We have found that a deficit of NGF or BDNF in hyppocampal cultures induces a marked increase of APP, PS1, beta and gamma secretase and a concomitant increased production of Aß, both intracellularly and in the culture medium, accompanied by cell death. Inhibition of Aß production by α and ß secretase inhibitors or by an anti Aß antibody prevents neuronal death. Exogenous administration of Aß to hyppocampal cultures induces events similar to those occurring after NGF or BDNF removal, suggesting that a deficit in one of these neurotrophins activates a sort of autocrine toxic loop whereby Aß released further worsens cell viability. These data demonstrate a link between the interruption of neurotrophin signalling and the activation of the amyloidogenic route.

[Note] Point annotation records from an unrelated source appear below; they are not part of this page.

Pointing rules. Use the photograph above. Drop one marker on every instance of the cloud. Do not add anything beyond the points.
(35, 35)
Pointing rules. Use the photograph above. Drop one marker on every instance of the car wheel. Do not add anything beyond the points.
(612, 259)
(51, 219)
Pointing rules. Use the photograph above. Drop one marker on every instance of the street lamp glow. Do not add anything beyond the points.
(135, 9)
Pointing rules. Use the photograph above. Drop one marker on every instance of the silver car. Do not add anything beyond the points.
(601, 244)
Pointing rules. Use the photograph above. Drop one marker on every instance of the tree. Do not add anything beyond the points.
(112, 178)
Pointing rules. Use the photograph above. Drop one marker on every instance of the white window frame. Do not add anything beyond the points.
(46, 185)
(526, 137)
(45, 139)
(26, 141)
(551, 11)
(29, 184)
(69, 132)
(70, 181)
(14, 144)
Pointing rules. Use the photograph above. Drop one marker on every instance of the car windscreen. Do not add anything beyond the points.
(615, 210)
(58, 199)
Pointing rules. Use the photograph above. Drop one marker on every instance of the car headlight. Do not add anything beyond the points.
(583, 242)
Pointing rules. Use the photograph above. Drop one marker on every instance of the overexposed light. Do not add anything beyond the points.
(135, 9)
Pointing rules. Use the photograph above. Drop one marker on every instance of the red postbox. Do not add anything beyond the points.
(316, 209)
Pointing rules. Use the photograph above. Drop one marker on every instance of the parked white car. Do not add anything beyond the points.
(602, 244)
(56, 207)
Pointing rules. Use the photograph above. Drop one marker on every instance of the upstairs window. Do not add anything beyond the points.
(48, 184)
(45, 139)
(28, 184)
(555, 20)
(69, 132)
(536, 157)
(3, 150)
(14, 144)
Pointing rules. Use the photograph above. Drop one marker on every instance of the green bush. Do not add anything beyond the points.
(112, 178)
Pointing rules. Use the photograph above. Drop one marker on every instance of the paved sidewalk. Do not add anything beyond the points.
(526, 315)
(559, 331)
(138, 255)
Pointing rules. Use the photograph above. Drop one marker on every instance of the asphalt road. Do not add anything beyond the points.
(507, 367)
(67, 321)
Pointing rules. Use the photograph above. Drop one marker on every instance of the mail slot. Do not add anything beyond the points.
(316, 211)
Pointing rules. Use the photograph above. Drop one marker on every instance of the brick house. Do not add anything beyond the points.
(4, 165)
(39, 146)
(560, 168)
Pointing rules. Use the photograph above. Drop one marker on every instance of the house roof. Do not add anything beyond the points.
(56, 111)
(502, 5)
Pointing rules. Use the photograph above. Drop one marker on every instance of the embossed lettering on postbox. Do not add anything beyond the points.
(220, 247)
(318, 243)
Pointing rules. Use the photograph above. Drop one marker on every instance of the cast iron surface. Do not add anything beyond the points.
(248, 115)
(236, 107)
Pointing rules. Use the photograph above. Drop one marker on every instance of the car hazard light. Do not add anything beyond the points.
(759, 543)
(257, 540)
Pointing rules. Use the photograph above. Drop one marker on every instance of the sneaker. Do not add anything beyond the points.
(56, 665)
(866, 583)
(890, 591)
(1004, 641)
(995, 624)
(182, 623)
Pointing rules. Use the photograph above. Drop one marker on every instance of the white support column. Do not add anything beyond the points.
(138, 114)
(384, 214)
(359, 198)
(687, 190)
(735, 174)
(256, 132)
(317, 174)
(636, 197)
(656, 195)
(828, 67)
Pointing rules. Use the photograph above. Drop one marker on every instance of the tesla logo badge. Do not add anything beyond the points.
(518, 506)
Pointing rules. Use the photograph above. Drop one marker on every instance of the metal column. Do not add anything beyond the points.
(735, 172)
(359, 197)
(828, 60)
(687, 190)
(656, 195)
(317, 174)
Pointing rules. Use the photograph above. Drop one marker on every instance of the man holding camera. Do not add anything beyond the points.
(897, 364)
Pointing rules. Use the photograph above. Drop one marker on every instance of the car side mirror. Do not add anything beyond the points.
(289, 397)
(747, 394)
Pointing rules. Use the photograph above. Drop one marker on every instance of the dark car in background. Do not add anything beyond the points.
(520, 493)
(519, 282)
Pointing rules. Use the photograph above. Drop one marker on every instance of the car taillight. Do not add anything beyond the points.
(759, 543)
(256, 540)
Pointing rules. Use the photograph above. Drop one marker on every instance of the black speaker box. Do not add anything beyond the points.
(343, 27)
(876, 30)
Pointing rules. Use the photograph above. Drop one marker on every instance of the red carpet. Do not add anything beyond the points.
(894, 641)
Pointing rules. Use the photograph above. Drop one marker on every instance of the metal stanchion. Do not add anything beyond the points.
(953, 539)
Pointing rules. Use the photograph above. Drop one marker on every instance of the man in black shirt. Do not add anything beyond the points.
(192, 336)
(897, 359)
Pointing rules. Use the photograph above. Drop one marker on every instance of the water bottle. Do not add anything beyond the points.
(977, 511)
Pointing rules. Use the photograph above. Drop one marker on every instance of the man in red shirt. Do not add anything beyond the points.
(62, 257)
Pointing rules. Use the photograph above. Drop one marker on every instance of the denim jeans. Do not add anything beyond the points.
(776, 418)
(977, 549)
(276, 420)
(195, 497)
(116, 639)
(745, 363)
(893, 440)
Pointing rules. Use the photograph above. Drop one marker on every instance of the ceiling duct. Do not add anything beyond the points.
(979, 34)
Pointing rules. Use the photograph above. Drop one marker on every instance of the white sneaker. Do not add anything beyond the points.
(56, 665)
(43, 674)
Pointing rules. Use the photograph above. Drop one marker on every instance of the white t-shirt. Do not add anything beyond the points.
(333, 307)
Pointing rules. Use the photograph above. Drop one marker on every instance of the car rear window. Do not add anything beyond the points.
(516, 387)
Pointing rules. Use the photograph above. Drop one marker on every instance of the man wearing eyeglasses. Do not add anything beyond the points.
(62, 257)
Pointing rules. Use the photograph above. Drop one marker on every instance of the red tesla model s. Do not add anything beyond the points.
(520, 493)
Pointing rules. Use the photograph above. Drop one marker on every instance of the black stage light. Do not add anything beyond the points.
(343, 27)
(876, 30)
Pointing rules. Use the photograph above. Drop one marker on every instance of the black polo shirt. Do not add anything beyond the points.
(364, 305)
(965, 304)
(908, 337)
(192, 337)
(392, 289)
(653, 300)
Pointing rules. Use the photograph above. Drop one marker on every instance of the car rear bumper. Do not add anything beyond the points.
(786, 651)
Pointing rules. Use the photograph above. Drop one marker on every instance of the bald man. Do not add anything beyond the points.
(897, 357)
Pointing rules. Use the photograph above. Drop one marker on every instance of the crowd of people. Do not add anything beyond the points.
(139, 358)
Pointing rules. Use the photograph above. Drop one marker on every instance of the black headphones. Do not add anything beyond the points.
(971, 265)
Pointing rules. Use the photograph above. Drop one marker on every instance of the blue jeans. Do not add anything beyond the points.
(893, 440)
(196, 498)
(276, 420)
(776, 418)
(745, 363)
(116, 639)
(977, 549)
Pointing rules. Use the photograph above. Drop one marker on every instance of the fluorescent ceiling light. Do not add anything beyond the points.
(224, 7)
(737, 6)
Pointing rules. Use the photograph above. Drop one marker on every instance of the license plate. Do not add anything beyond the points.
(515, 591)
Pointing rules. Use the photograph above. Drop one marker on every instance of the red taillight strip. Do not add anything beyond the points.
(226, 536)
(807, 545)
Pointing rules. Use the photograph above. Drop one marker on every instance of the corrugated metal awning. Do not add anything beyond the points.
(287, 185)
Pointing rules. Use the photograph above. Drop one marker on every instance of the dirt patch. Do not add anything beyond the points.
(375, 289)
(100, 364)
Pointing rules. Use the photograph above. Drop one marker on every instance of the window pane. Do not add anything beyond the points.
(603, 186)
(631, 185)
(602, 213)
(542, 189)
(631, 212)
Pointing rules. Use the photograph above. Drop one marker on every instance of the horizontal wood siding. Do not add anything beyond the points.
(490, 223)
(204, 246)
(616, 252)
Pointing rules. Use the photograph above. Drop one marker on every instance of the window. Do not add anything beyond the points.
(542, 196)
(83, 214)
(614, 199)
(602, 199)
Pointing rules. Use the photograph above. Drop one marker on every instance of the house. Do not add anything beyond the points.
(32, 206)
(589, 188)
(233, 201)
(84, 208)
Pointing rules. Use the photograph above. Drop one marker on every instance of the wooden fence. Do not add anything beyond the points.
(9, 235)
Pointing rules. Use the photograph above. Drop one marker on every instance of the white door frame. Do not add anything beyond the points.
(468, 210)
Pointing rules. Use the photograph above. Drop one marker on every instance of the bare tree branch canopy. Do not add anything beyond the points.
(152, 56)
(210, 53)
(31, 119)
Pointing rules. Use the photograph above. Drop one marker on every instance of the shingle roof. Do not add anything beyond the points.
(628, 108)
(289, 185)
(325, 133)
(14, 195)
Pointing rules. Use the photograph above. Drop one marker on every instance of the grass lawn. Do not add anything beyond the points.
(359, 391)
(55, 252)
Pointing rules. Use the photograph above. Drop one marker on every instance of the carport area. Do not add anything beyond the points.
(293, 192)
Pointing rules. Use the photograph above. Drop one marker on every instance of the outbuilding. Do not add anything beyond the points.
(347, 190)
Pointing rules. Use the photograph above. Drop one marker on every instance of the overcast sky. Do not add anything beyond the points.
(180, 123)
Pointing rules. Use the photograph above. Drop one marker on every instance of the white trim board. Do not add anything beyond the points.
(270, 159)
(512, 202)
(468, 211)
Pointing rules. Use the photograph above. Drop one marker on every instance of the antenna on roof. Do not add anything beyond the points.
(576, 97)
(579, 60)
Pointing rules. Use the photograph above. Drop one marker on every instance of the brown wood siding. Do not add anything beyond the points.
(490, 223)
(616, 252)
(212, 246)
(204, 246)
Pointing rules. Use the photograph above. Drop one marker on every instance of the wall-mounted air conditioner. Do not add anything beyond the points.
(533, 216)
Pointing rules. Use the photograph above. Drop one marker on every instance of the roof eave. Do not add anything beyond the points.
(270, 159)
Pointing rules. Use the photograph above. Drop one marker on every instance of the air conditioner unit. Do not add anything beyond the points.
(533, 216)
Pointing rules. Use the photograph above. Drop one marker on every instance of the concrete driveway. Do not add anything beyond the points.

Furthermore, we have shown that adenovirus-mediated overexpression of the NH2 26-230aa tau fragment which is formed during neuronal apoptosis evokes a potent neurotoxic effect in primary neuronal cultures. This NH2-terminally cleaved tau fragment is also specifically detected in vivo in a model of progressive AD-like neurodegeneration and its expression correlates with a significant up-regulation of caspase(s) activity. Presently our research group is continuing the experimental work along these lines of investigations.